Jennifer Day, a 1988 Oak Grove-Coburn graduate and am agent with Coldwell Banker Rizzo Mattson Realtors in Augusta, joined the nonprofit’s board of directors this year.
“Because the foundation had already been identified with its mission statement to support education and promote, when possible, Quaker education and support the chapel, it doesn’t directly state that we can make capital improvements,” said Day of Saco. “The building of the cottage completely depends on raising outside funds for the cottage.”
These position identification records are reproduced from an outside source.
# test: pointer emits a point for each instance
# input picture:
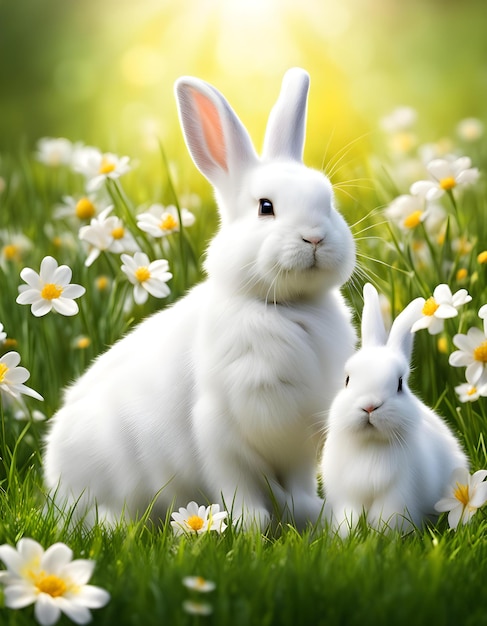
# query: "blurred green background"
(102, 72)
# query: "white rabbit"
(386, 453)
(220, 396)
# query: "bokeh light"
(103, 73)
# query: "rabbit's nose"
(315, 241)
(370, 408)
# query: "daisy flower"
(147, 278)
(159, 221)
(50, 289)
(468, 493)
(81, 208)
(13, 377)
(483, 316)
(440, 306)
(97, 166)
(470, 393)
(50, 580)
(198, 519)
(106, 233)
(446, 176)
(14, 247)
(54, 152)
(472, 354)
(470, 129)
(199, 584)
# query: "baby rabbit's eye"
(265, 207)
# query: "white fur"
(221, 395)
(393, 462)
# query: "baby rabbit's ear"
(286, 127)
(217, 140)
(373, 329)
(401, 338)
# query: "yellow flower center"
(11, 252)
(85, 209)
(482, 257)
(168, 223)
(448, 183)
(142, 274)
(413, 219)
(102, 283)
(195, 522)
(442, 345)
(480, 352)
(461, 494)
(3, 372)
(106, 166)
(83, 342)
(118, 233)
(51, 291)
(430, 306)
(50, 584)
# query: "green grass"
(435, 575)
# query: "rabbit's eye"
(265, 207)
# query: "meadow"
(409, 181)
(407, 245)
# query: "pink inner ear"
(212, 128)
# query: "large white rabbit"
(386, 453)
(221, 395)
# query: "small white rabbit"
(219, 396)
(386, 453)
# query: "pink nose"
(369, 409)
(315, 241)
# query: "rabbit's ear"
(401, 338)
(373, 329)
(217, 140)
(286, 127)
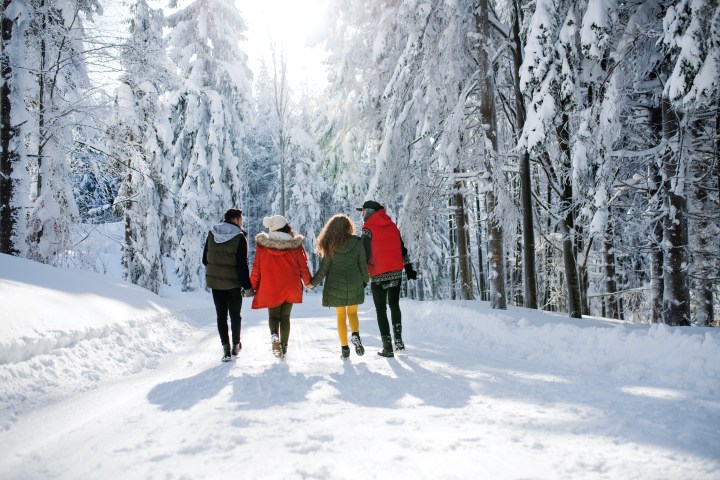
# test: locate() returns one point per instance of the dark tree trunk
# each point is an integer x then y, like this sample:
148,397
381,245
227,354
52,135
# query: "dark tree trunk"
657,257
612,310
676,301
567,224
466,284
7,157
528,232
498,298
481,269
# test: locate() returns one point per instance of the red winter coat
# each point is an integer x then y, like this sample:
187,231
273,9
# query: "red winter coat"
279,269
385,244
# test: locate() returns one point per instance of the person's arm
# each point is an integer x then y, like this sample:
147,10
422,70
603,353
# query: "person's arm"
362,265
409,270
367,239
205,252
242,267
321,273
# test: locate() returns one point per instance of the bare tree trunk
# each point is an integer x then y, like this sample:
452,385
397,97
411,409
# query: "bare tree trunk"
498,297
612,310
676,301
466,284
657,257
451,229
7,157
481,269
567,224
282,106
528,231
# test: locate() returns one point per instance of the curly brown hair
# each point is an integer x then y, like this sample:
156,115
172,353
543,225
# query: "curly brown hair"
335,232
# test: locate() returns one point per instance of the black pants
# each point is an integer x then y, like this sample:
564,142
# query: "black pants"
382,297
228,301
279,321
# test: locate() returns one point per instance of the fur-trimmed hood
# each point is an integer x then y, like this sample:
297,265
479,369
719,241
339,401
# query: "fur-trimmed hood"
279,240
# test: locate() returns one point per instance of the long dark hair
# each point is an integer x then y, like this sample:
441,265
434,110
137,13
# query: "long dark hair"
335,232
287,229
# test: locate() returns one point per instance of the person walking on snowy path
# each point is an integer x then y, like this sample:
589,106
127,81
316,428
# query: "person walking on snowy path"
279,270
225,256
344,268
386,258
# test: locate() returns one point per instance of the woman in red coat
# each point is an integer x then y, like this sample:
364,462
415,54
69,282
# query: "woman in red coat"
279,270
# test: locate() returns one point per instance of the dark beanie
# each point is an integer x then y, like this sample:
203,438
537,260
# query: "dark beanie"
232,214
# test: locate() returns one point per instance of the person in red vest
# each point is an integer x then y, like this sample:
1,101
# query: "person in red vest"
387,257
278,272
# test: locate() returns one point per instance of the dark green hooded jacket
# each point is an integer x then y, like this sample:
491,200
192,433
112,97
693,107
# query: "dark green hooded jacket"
345,275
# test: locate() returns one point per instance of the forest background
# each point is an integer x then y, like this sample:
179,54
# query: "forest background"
554,154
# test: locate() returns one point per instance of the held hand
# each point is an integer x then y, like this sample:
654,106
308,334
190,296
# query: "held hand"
411,274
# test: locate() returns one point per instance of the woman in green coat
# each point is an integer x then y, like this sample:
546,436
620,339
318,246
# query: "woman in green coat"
344,267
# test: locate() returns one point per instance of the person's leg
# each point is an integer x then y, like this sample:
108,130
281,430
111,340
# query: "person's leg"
353,318
396,315
355,329
220,299
235,305
393,296
286,309
341,314
380,301
274,322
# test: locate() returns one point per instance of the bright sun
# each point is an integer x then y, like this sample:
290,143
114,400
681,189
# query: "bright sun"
292,23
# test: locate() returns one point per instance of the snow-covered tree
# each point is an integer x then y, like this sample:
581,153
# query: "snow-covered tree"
209,117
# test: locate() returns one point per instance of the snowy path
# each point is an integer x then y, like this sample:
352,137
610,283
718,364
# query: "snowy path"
455,406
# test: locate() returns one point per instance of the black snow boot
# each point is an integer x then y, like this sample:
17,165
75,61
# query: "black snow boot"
397,330
226,352
355,340
387,346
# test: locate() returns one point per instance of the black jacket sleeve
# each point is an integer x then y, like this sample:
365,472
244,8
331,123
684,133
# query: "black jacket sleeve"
367,238
205,253
243,270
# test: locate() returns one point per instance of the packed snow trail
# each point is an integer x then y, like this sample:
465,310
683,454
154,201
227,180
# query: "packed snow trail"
457,404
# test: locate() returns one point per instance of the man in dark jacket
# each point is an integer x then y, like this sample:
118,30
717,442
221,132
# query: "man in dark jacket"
387,257
225,256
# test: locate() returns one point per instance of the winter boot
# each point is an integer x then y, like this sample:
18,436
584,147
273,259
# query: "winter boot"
277,348
345,352
387,346
355,339
397,330
226,352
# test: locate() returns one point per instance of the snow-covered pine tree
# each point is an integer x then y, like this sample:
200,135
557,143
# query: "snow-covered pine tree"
46,84
143,193
209,117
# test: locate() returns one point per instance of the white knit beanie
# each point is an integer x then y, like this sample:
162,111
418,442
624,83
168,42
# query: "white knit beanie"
275,222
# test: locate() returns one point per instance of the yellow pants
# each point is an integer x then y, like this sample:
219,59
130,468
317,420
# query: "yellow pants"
349,312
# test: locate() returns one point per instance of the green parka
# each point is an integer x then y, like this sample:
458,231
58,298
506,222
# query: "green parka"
346,273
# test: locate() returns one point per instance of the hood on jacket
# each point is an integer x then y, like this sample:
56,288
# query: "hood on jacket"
349,245
279,240
224,232
379,218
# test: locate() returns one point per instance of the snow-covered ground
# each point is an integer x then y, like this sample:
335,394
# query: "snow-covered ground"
102,379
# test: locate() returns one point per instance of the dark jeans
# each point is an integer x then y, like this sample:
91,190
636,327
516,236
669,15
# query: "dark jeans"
279,321
228,301
382,297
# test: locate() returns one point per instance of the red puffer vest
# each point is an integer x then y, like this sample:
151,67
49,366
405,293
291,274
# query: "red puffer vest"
385,252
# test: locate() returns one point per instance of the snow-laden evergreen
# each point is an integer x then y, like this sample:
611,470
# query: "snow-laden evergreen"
209,117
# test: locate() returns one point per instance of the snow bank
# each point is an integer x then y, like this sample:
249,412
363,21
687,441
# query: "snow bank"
655,355
63,330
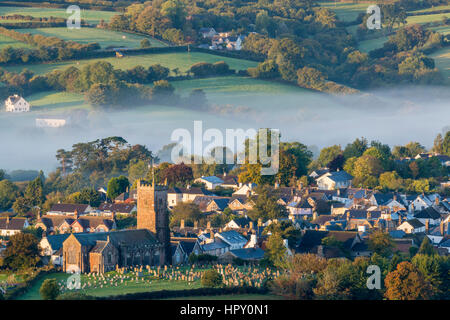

Initial construction estimates were $160,000, but Day said the cost looks more like $190,000 to $200,000.
The Oak Grove Educational Foundation supports educational, charitable and religious organizations. It has two grant seasons, one in spring, the other in fall.
Spring grants are up to $5,000 and given to organizations. In fall, which is a “mini grant” season, the foundation seeks $1,000 grants that are awarded to faculty members or faculty groups at high schools, such as the Maine Arts Academy in Sidney, one of this fall’s grantees.
The grants support many initiatives, from arts to science, technology, engineering and mathematics, commonly known as STEM.
The foundation is funded by the proceeds from the sale of the main building to the Maine Criminal Justice Academy, and support from the Sandy River Charitable Foundation. Due to the pandemic, however, most grants are paused and fundraising is delayed.
“It originally started as giving money to the area high schools and middle schools for students who were displaced by the Oak Grove School (closing),” said Briggs, who is a teacher at Vassalboro Community School. “It evolved over years to support programs that are innovative toward students’ learning.”
As a school, Oak-Grove Coburn charged tuition. Vassalboro and a handful of towns funded students who opted to attend the school.
Although the school was Quaker, the curriculum did not include theology. A daily morning meeting was held, but it served more as a general school assembly.
The school, whose enrollment peaked at 175 students, had domestic and international boarding students.
Day said she shared a world history class with students from Germany, Japan and Spain. She had classmates from cities across America — Chicago, Detroit, New York City, Pittsburgh and more.
The school provided students from rural Maine with opportunities to meet and develop friendships with people from many backgrounds.
“I think it created its own little nucleus within rural Maine that never would’ve existed,” Day said. “We had the most organic cross-pollination of students that you could imagine.”